The treatment of obsessive-compulsive disorder has been somewhat complex throughout history, being a traditionally difficult disorder to treat. Thus, OCD (including numerological obsessions).

One of them is from pharmacology, which allows treating and reducing symptoms with a certain level of effectiveness. Especially effective are the antidepressants that inhibit serotonin reuptake , the SSRIs.

Generally, from the cognitive-behavioral aspect, obsessive-compulsive disorder is treated through exposure techniques with response prevention, causing the patient to gradually disassociate obsessive thinking and compulsion. Given that the repetition of the compulsion maintains the vicious circle of obsession-compulsion by negative reinforcement, it is one of the most applied therapies to treat the symptoms.

In the case of numerological obsession, this type of treatment encounters the problem that it is more difficult to find the source thought that causes the anxiety and to work with it. Despite this, working on response prevention is possible and can make it easier to reduce overt behaviors.

Along with this, interventions are applied to make a realistic view of the patient’s level of responsibility in the events that he imagines could occur in the non-compliance of the rituals, to make visible that trying to deny a thought causes us to relapse into it and to think something negative it does not imply doing so. Again, in numerological obsession, this type of treatment is very complicated as it is not visible which specific thought produces the problem. A thorough analysis of the case and the circumstances surrounding it is necessary in order to discover it.
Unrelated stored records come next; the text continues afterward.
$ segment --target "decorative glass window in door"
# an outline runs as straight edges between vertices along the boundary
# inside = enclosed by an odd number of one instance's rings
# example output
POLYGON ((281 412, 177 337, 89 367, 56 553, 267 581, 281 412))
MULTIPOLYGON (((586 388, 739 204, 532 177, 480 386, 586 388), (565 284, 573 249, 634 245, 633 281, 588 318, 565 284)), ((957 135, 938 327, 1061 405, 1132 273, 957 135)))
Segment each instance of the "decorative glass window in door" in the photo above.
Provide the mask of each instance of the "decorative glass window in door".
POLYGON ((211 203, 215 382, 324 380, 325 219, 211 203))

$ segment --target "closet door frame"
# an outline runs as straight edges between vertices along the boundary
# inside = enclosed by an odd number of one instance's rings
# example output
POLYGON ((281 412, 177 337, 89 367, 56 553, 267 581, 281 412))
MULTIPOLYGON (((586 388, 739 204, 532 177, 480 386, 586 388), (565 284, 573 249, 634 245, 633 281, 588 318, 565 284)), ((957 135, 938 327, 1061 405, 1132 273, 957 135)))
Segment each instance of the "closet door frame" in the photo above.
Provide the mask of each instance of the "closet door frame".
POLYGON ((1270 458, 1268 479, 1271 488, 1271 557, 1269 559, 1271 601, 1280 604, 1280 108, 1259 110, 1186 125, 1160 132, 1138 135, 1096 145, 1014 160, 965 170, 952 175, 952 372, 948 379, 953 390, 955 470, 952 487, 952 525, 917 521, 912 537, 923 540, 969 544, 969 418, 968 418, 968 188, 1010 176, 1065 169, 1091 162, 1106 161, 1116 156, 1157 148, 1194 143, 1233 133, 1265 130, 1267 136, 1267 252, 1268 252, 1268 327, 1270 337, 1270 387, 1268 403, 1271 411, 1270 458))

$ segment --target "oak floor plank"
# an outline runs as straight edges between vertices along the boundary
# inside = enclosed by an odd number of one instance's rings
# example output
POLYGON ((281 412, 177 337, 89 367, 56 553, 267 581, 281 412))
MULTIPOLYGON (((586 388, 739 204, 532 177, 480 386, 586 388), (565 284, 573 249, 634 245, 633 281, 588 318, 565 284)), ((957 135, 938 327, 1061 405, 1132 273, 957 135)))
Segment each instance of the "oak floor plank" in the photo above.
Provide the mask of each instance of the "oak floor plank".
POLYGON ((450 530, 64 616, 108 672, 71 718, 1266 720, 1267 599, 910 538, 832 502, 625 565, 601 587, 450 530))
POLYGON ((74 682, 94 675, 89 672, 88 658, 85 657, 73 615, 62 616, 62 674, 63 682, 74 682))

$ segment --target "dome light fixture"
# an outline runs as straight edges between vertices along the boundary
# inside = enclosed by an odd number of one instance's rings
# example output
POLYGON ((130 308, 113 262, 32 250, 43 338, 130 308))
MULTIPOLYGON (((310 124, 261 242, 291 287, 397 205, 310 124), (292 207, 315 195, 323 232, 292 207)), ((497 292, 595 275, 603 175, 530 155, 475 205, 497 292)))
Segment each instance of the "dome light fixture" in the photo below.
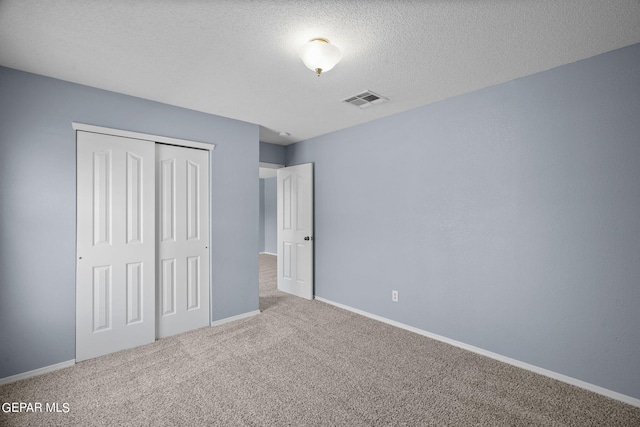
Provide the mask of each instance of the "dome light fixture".
POLYGON ((318 77, 323 71, 327 72, 335 67, 342 59, 340 49, 323 38, 309 40, 300 48, 298 55, 304 65, 311 71, 315 71, 318 77))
Other current therapies such as psychodynamics show that although the treatment of the symptom is very useful to improve the patient’s condition and can lead to success, the treatment should focus on modifying the first cause that caused the patient’s obsessive structure. In this aspect, reducing inhibition and uncovering and directing the internal energy to what the individual really wants can greatly help to cause a structural change in the person, which can greatly contribute to the recovery of the person.

Bibliographic references:

  • American Psychiatric Association. (2013). Diagnostic and Statistical Manual of Mental Disorders. Fifth edition. DSM-V. Masson, Barcelona.
  • Pickover, CA (2002). The wonder of numbers, Ma Non Troppo.
  • Ruiz, D. (2014). Free the monkey, rescue the princess. The AFOP method to free yourself from obsessions. RIOCC Editorial: Barcelona.
  • Santos, JL; Garcia, LI; Calderón, MA; Sanz, LJ; de los Ríos, P .; Izquierdo, S .; Román, P .; Hernangómez, L .; Navas, E .; Ladrón, A and Álvarez-Cienfuegos, L. (2012).
  • Clinical psychology. CEDE Preparation Manual PIR, 02. CEDE. Madrid.
  • Vallejo, J. & Leal, C. (2010). Treaty of Psychiatry. Volume II. Ars Medica. Barcelona.